Reposted from Guardian of Valor.
We received several emails about people on Instagram posing as Soldiers and telling others that they can make them a lot of money if they used USAA Banking. So we went to Instagram and reached out to one of these scammers just to see what they would say.
The person goes by the screen name ladyusaa, and claims her real name is Ciara Taylor and she is currently serving in the Army Reserves. So we looked up the name, and no one by that name is currently serving in the reserves. The account has several photos of a female, one in uniform, more than likely the photos are stolen.
We initiated contact by requesting to follow her on Instagram as her account is private, it took no time for her to approve and we noticed she had more than 3k followers. We took some snapshots of the account which you can see below.
We also found the photo of the female in uniform, which looks to be a legit Soldier, just doesn’t belong to the person running this account. I am sure someone will recognize this Soldier and let her know her photos have been stolen and used in a scam.
The account was full of screenshots of real USAA accounts with supposed deposits of different amounts. We blocked out the account numbers as we don’t know who these accounts belong to.
This person makes it a point to reach out to Military personnel, we initiated contact by sending a few direct messages through Instagram, they responded and asked us to text them.
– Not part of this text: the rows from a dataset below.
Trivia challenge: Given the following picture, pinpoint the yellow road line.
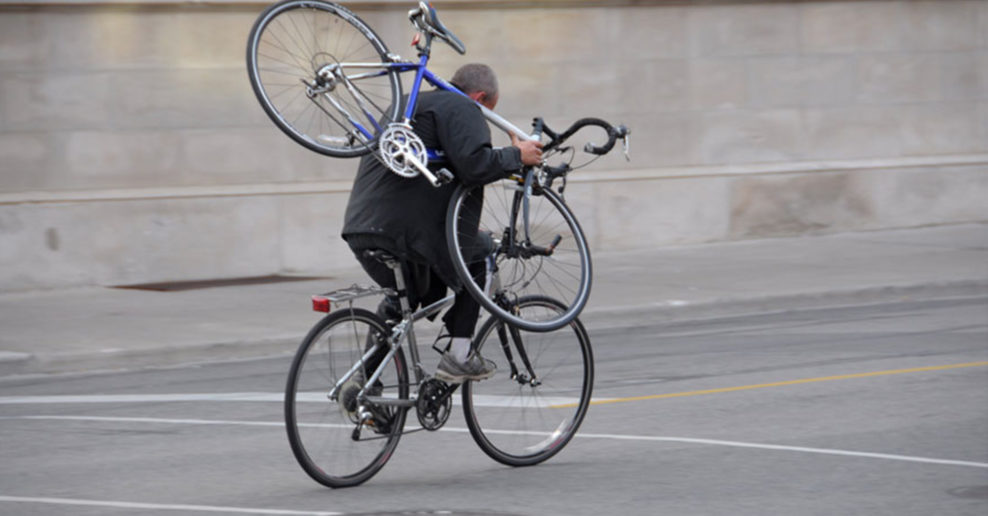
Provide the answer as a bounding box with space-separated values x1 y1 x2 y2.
553 362 988 408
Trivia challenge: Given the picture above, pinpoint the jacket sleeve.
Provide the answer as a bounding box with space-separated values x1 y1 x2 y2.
436 99 523 185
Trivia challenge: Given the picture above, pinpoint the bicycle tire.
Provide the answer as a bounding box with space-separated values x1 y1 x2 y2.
446 179 592 332
463 297 594 466
247 0 401 158
285 308 409 487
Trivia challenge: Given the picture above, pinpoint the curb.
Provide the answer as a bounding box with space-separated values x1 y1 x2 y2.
580 279 988 330
0 279 988 379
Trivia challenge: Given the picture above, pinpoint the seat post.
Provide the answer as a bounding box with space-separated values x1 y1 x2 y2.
384 258 412 319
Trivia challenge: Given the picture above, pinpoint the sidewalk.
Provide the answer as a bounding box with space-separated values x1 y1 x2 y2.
0 224 988 377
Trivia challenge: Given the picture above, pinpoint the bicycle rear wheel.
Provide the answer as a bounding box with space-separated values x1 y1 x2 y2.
285 309 409 487
247 0 401 158
463 297 594 466
446 179 592 332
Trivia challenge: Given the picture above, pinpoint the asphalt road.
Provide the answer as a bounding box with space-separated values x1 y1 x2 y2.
0 299 988 516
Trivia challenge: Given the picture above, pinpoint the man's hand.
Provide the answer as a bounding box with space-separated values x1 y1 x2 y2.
511 134 542 165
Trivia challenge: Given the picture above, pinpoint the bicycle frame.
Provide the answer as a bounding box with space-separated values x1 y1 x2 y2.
317 49 535 159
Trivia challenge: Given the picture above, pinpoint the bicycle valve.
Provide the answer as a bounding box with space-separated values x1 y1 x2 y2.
546 235 563 254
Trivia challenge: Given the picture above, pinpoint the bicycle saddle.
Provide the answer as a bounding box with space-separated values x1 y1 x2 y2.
364 249 398 263
419 2 467 54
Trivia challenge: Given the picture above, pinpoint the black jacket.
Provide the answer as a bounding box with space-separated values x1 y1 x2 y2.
342 90 522 286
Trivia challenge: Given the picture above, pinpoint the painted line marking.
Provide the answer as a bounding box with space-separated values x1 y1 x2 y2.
0 495 343 516
0 392 577 408
0 416 988 470
576 433 988 468
552 362 988 408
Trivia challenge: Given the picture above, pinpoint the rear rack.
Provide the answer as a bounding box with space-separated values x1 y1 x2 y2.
312 284 398 313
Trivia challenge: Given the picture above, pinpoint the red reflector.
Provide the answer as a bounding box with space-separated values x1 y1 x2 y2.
312 296 329 313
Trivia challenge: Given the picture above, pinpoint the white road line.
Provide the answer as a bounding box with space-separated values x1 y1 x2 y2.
576 433 988 468
7 416 988 468
0 495 343 516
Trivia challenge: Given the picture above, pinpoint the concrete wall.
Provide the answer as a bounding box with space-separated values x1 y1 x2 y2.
0 0 988 290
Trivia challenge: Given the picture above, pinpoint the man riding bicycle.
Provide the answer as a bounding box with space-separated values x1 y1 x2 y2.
342 64 542 383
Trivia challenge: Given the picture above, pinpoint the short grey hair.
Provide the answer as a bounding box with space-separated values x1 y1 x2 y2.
450 63 498 97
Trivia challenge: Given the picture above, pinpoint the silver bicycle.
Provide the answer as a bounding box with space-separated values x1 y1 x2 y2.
285 251 594 487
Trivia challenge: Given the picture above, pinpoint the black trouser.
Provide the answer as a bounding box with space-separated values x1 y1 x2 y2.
347 235 493 372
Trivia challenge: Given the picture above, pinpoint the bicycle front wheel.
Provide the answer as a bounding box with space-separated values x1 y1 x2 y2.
463 297 594 466
247 0 401 158
285 309 409 487
446 180 592 332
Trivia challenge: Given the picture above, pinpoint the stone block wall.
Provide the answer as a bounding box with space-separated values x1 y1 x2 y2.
0 0 988 290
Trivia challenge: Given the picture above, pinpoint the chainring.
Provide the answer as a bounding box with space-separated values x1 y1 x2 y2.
377 123 429 177
415 378 453 431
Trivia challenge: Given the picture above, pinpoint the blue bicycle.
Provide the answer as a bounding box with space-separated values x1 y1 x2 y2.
247 0 628 332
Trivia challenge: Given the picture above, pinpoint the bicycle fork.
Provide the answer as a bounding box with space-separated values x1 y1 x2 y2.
497 322 542 387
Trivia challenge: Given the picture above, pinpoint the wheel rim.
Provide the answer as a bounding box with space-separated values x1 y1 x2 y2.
448 181 592 332
463 298 593 466
247 1 401 156
285 313 408 487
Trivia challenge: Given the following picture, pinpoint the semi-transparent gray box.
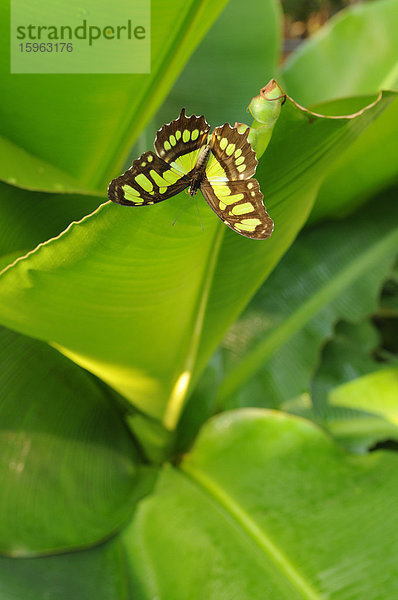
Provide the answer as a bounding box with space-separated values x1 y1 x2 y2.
10 0 151 73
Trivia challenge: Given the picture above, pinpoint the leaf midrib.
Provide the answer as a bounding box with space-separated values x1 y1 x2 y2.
181 463 324 600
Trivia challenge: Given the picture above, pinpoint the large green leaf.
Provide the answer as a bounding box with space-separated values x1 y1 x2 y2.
219 194 398 407
124 409 398 600
0 183 101 270
283 0 398 106
0 541 126 600
283 0 398 222
0 328 150 556
0 0 226 188
311 321 398 452
158 0 281 125
0 136 98 194
0 94 393 429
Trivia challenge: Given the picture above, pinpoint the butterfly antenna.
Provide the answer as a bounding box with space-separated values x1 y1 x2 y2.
195 196 205 231
171 195 191 227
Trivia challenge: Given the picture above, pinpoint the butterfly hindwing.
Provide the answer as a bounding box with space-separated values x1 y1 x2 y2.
206 123 258 181
200 179 274 240
108 152 189 206
155 108 210 174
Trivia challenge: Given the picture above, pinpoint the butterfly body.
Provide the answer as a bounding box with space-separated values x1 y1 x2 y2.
108 109 273 239
189 145 211 196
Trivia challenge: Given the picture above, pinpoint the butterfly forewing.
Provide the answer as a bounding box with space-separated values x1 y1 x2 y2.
200 179 274 240
108 152 189 206
155 108 210 174
206 123 258 181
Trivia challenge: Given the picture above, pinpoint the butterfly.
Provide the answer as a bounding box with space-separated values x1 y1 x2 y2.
108 108 274 240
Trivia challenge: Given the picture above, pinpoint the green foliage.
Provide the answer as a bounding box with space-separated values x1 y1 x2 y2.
0 0 398 600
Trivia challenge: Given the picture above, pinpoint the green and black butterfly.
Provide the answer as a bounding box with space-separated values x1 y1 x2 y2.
108 108 274 240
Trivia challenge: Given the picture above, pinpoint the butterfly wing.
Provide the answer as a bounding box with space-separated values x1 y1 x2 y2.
108 152 189 206
200 123 274 240
200 179 274 240
155 108 210 174
206 123 258 181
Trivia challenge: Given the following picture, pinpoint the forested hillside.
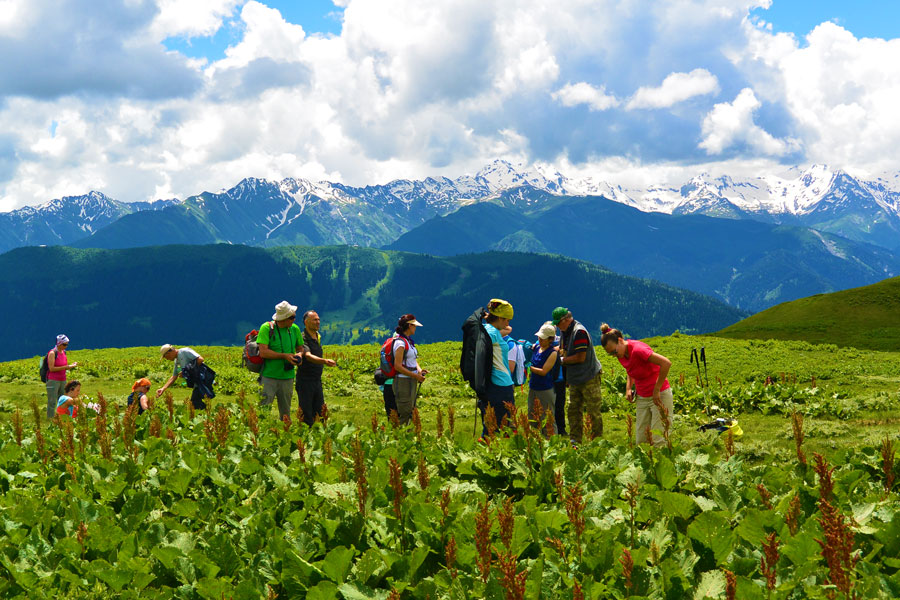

The number itself comes back to a Sprint/NexTel phone out of Davenport, Iowa. So we played along and began texting them to get more information.
We stopped communicating when they asked for our Username and Password for our online USAA account. This scam is rampant on Instagram and Facebook at the moment, and yes people are falling for it. Never give your UN and PW to anyone for anything; USAA will also never ask you for that information. I am not exactly sure what these scammers are doing, whether its cleaning out the accounts, or depositing fake checks that later bounce causing the account to go negative.
If they have access to your account, they can use mobile deposit, deposit a fake check, then have you send them half of the money. Once the check bounces you are responsible for the amount plus overdraft charges.